Christin Driscoll, a federal lobbyist with the National Education Association and a lead on school nutrition issues, said in an interview that she expects the coalition to ask for an expansion of the summer food program, which provides meals for poor children when school is out for the year. Driscoll said she expects NEA, along with CSPI, will also push for language strengthening training for school food service personnel and providing more funds for school kitchen equipment and infrastructure and general school nutrition education.

On the other side of the issue, SNA says it will probably continue the effort it started with the appropriations waiver push. The organization, which represents 55,000 school nutrition professionals, hopes to provide schools with more flexibility in dealing with government nutrition guidelines. In the group’s 2014 policy paper – which it says grows organically out of consultations with its membership – SNA advocates for a reduction in the required whole-grain rich requirements, abatement in sodium reductions until the issue has been studied more thoroughly, and the removal of the requirement that all students select a half a cup serving of a fruit or vegetable as part of reimbursable breakfast or lunch program.

“There’s a good chance that those [policy points not resolved in appropriations] will move to the next paper (for 2015),” said Cathy Schuchart, vice president of SNA’s Child Nutrition and Policy Center.

The sodium issue, particularly, will be one to watch. The Dietary Guidelines for Americans, a policy document overseen by the Department of Health and Human Services (HHS) but supported by USDA, will be updated in 2015 – and those updates could include game-changing recommendations on sodium. That revision could change the guidelines coming out of HHFKA, said policy analyst Roger Szemraj, a principal at OFW Law.

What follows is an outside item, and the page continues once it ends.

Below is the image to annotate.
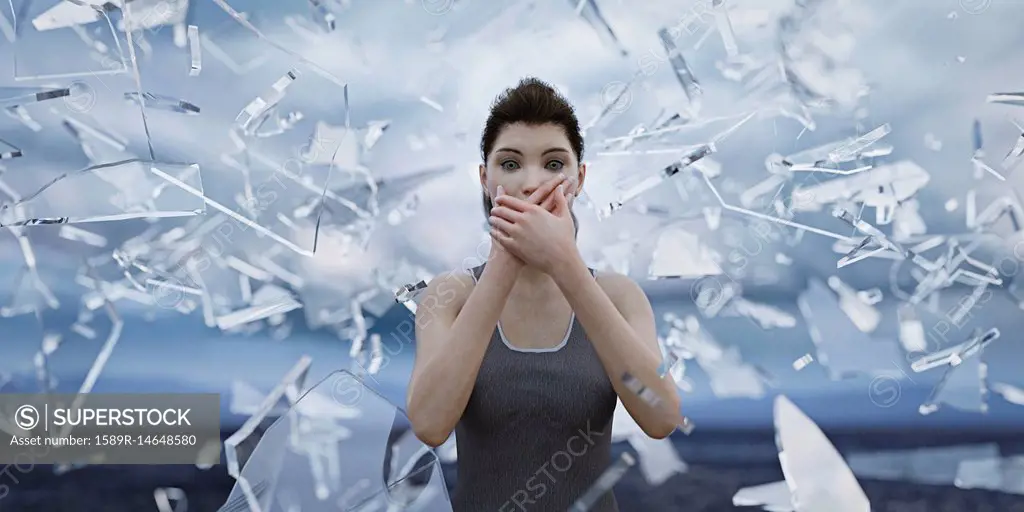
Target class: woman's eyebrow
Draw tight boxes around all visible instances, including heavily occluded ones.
[495,147,571,156]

Another issue to watch: potatoes. Both the House and Senate Appropriations marks would allow WIC participants to purchase white potatoes, which some health advocates say allow beneficiaries to dodge better-for-you vegetables, like leafy greens. The child nutrition reauthorization could change that rule permanently.

For all the whispers, however, at least one major nutrition player says it has yet to step into the child nutrition reauthorization ring. Asked Tuesday how his office was preparing for the bill, Sam Kass, first lady Michelle Obama’s Let’s Move! policy director, said he hadn’t even begun to consider it.

“Our focus is on appropriations,” he said.